To run the tests or make changes to this repo run the following:

```bash
git clone https://github.com/jborean93/sspilib.git
pip install -r requirements-dev.txt
pre-commit install

python -m pip install -e .

# Can compile the sspi extensions on an adhoc basis
# python setup.py build_ext --inplace
```

From there an editor like VSCode can be used to make changes and run the test suite.
To recompile the Cython files after a change run the `build_ext --inplace` command.

If building on Linux or macOS, a version of `libsspi` from [sspi-rs](https://github.com/Devolutions/sspi-rs) must be compiled with rust.
A copy of `libicuuc` alongside its headers must be present during compile time.
To compile `sspi-rs`, download the git repository and run the following.

```bash
cargo build \
    --package sspi-ffi \
    --release

export LD_LIBRARY_PATH="${PWD}/target/release"
export LIBRARY_PATH="${PWD}/target/release"
```

## Structure

This library is merely a wrapper around the SSPI APIs.
The high level API under `sspilib` exposes an easier to use Python API for SSPI.
The functions under the `sspilib.raw` namespace expose the various SSPI functions under a more Pythonic snake_case format.
For example the [AcquireCredentialsHandle](https://learn.microsoft.com/en-us/windows/win32/secauthn/acquirecredentialshandle--general) function is exposed as `sspilib.raw.acquire_credentials_handle`.

Errors are raised as a `WindowsError` which contains the error message as formatted by Windows and the error code.
For non-Windows hosts there is a compatible `sspilib.WindowsError` class that is structured like the Windows only `WindowsError` builtin.
Some of the objects and constants are exposed as Python classes/dataclasses/enums for ease of use.
Please read through the docstring of the function that will be used to learn more about how to use them.
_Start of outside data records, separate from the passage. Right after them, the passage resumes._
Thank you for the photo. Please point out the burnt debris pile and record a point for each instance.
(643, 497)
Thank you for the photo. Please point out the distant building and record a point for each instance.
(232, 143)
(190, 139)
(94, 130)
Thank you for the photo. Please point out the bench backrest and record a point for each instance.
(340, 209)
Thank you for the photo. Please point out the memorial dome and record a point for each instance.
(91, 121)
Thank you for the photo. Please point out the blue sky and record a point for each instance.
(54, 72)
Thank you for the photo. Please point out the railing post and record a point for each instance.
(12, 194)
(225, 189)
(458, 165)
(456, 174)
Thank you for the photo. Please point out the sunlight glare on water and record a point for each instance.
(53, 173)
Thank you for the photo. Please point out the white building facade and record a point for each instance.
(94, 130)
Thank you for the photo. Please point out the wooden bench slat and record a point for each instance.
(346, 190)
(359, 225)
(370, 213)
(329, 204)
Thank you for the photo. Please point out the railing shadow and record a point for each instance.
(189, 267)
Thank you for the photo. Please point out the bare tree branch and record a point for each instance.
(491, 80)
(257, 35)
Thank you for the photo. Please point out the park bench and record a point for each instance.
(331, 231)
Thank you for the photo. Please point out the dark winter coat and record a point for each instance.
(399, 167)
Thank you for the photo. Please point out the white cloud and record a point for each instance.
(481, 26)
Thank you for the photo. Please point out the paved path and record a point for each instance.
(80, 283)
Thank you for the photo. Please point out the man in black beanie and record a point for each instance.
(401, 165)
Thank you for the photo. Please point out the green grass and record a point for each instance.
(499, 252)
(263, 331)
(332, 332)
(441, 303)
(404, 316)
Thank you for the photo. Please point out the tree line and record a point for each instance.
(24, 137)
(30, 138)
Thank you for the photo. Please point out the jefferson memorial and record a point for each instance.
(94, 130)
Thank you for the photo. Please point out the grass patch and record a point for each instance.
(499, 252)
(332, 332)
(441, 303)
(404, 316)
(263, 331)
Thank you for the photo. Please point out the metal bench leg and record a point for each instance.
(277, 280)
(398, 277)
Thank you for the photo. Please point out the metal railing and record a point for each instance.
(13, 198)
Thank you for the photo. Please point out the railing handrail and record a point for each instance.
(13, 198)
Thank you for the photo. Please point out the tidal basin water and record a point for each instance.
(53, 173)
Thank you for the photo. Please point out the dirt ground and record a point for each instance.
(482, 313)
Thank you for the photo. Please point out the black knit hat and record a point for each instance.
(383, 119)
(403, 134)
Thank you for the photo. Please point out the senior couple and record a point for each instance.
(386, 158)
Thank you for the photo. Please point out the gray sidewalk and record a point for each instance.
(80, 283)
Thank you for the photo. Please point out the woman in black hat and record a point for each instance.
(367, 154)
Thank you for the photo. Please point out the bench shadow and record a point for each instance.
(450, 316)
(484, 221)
### Client Authentication Example

Here is a basic example of how to use this library for client authentication:

```python
import sspilib

cred = sspilib.UserCredential(
    "username@DOMAIN.COM",
    "password",
)

ctx = sspilib.ClientSecurityContext(
    credential=cred,
    target_name="host/server.domain.com",
)

in_token = None
while not ctx.complete:
    out_token = ctx.step(in_token)
    if not out_token:
        break

    # exchange_with_server() is a function that sends the out_token to the
    # server we are authenticating with. How this works depends on the app
    # protocol being used, e.g. HTTP, sockets, LDAP, etc.
    in_token = exchange_with_server(out_token)

# Once authenticated we can wrap messages when talking to the server. The final
# message being sent is dependent on the application protocol
secret = b"secret data"

wrapped_secret = ctx.wrap(secret)
server_enc_resp = exchange_with_server(wrapped_secret)
server_resp = ctx.unwrap(server_enc_resp).data
```

The `UserCredential` supports more options, like selecting the authentication protocol used.
The `ClientSecurityContext` requires the credentials to use and the Service Principal Name (SPN) of the target server.
Other options can be used to control the context requested attributes, channel bindings, etc as needed.
How the tokens and wrapped data is sent is dependent on the underlying protocols used, this example just shows when to exchange the data.

## Non-Windows Support

While SSPI is a Windows only API, this package ships with `manylinux2014_x86_64`, `macosx_x86_64`, and `macosx_arm64` compatible wheels that use [sspi-rs](https://github.com/Devolutions/sspi-rs).
Support for this is experimental as all the authentication logic is contained in that external API.
The interface for `sspi-rs` is exactly the same as SSPI on Windows so the same code should theoretically be possible.
In saying this, compatibility with SSPI actual is not 100% there so use at your own risk.

It is recommended to use a library that wraps GSSAPI on non-Windows platforms like [python-gssapi](https://github.com/pythongssapi/python-gssapi).
There is no support for any other architectures on Linux except `x86_64` and as `sspi-rs` only supports glibc it cannot be used with musl based distributions like Alpine.